315 thoughts on “My Tattoo Removal & The Power of Stillness

  1. If we could handle a painful operation like this, what else could we do? Sometimes it takes something really painful or even life threatening to learn to surrender to stillness, which is basically to surrender to God. Beautiful sharing Katerina, thank you.

  2. All the tension and conflict that can occur within myself or with another is BECAUSE I’ve left my Stillness. None of this ‘she said this/He did that’ stuff, that comes in after we leave our Stillness. Thank you Katerina for this reminder.

  3. I am totally amazed at how we actually fight ourselves so that we don’t get to feel how powerful we are and how exhausting it is to continually fight our innate stillness. No wonder we are all living in exhaustion.
    The more I allow myself to drop into the stillness the more I feel my own love the feeling is quite exquisite and I am left wondering why I put up such a fight to deny myself this love that I have craved all my life.

  4. It is quite interesting, that getting tattoos became so fashionable in the last recent years. What does it actually reflects back where we as humanity are at? Why do we need that kind of painful accessory to cover ourselves? What if those who carry those widespread tattoos are the most sensitive people, that actual rebel against the falsity they feel in this world and mistakenly but intentionally protect themselves with that kind of look?

  5. You must be out of your own stillness and love for yourself when you decide to get a tattoo. How could you otherwise go somewhere to have pain?

  6. “Let my stillness instruct my next movement or behaviour.” Beautifully expressed Katerina, we will always connect to the quality of love and preciousness within us the more we surrender and allow our body to lead the way.

  7. Recently, I have been getting leg cramps on waking in the morning and now since reading your blog, rather than bracing myself and jumping out of bed to relieve the pain, I stay in bed for a while to feel the depth of the pain and to uncover what it is that I have created which is being released from my body. This allows a deeper connection with me at the start of my day. Thank you for the inspiration to feel what is beneath my pain.
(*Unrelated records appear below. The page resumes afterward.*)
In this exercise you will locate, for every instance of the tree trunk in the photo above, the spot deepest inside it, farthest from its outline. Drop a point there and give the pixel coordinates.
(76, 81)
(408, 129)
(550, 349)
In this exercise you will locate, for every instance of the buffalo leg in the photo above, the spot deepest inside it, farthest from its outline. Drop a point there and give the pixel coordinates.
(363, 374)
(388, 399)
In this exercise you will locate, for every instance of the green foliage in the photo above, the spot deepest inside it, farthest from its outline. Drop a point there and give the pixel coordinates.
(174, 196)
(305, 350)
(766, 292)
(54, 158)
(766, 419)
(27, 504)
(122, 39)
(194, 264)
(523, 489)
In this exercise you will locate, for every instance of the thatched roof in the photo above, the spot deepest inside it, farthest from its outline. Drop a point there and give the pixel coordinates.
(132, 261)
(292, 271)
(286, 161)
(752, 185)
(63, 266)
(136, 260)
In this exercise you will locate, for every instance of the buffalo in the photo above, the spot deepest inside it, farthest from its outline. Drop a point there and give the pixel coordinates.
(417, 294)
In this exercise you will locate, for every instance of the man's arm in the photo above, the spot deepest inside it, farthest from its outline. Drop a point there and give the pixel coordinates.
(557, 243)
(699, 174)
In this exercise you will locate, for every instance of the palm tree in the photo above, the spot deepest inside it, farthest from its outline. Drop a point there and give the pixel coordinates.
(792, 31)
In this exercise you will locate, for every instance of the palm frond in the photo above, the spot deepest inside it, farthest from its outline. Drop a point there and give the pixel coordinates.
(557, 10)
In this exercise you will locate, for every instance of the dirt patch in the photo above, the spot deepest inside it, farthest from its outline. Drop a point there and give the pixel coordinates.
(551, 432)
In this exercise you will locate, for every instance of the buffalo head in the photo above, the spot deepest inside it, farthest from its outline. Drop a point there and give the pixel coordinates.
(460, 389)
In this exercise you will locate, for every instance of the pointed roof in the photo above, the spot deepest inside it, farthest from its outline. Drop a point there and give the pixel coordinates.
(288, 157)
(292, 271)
    1. Allowing ourselves to feel the pain and go deeper allows for us to release so much more. We can then appreciate the healing that is happening and we stay connected. A lovely sharing, thank you Elizabeth.

  8. As I read your blog I am reminded of the force that goes into life and the surrender that supports us when we take our foot off the pedal. That is what I can feel in your blog. Once we take the foot off the pedal and stop pushing through pretending we are not feeling what we are feeling then we can see why we did what we did and let go of the hurt and pain we have been carrying around.